But — and here’s the twist — as a Gen X person, shouldn’t I automatically see this phenomenon as stupid and sucky? A case can be made that we’re just living in the past. But it’s more likely that we return to these iconic albums because they’re our trophies for getting everything right. Seeing them played live is a photo album, a trophy case and a quiet, shambling victory lap through history.

It wasn’t that we were anti-authority. We fundamentally distrusted societal norms, but we weren’t fundamentally negative. We had quiet faith in our tastes and beliefs.

Many, many things turned out to have been sucky and stupid, other things ended up being big and important and good, and we called both. We were right to believe Russia was trouble and the internet would become a big deal, we just didn’t realize they’d be a combo platter.

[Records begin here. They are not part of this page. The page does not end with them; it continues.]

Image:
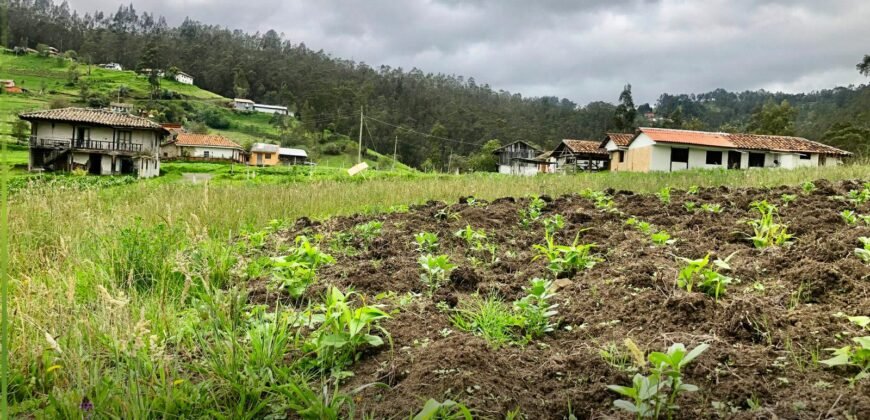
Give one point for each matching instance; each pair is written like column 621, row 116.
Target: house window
column 756, row 160
column 714, row 158
column 679, row 155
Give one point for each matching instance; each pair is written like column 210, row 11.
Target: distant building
column 99, row 141
column 661, row 149
column 288, row 156
column 182, row 77
column 201, row 146
column 263, row 154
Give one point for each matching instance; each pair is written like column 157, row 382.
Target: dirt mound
column 766, row 334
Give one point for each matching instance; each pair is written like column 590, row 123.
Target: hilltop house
column 99, row 141
column 201, row 147
column 288, row 156
column 519, row 158
column 263, row 154
column 661, row 149
column 587, row 155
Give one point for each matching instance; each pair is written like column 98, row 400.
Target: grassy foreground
column 115, row 292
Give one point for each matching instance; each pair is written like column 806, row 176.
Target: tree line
column 327, row 92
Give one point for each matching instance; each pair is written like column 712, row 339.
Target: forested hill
column 327, row 92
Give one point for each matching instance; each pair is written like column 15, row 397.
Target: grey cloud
column 582, row 50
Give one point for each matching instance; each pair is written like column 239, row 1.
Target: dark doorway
column 756, row 160
column 95, row 164
column 734, row 159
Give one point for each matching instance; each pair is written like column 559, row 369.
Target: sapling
column 436, row 269
column 427, row 242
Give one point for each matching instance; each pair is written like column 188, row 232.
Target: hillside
column 50, row 81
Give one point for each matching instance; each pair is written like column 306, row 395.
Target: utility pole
column 359, row 155
column 395, row 148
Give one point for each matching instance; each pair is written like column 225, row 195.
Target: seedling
column 535, row 310
column 664, row 195
column 850, row 217
column 863, row 253
column 712, row 208
column 662, row 238
column 656, row 394
column 766, row 231
column 532, row 213
column 706, row 275
column 427, row 242
column 567, row 259
column 436, row 269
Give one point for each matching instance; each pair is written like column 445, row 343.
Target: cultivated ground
column 767, row 332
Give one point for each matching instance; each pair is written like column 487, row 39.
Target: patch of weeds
column 656, row 394
column 662, row 238
column 532, row 213
column 766, row 231
column 706, row 275
column 427, row 242
column 436, row 270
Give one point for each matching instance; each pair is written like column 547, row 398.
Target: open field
column 141, row 298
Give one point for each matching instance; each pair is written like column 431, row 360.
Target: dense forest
column 433, row 115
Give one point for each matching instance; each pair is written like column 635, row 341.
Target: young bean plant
column 436, row 270
column 656, row 394
column 427, row 242
column 766, row 230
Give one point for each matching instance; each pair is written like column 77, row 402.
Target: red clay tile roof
column 700, row 138
column 741, row 141
column 93, row 116
column 590, row 147
column 783, row 144
column 621, row 139
column 208, row 140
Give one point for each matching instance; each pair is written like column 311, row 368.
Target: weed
column 863, row 253
column 656, row 394
column 766, row 231
column 664, row 195
column 427, row 242
column 535, row 310
column 662, row 238
column 532, row 212
column 436, row 269
column 712, row 208
column 706, row 275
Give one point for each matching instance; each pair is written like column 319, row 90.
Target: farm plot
column 539, row 304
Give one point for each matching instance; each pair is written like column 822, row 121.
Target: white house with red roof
column 662, row 149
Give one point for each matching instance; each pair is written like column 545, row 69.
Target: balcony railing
column 55, row 143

We mistrusted the construct of wearing business suits and working in an office, and now, boom, we work from home in sweatpants. 

Gas-guzzling cars? Bad idea! Recycling? Good idea! Shorts worn over long underwear like Pearl Jam did? Okay, fine, we missed on that one.

So when it comes to music, we were never going to have noisy revivals of flower power like the boomers did. We just want to quietly enjoy the echo of having been correct.

I really don’t see it as nostalgia or cheap commercialism to travel with a favorite artist to the albums where we met. It feels like a healthy reconnection to a significant and transcendent self. We just want to sit down, have a better beer than we could afford back then, and listen to Vitalogy or Whatever and Ever Amen, top to bottom. And high-five ourselves.

Also, R.E.M., if you’re reading this: How about a Fables of the Reconstruction tour? Please. Palace Theater. I’ll be there with all my selves.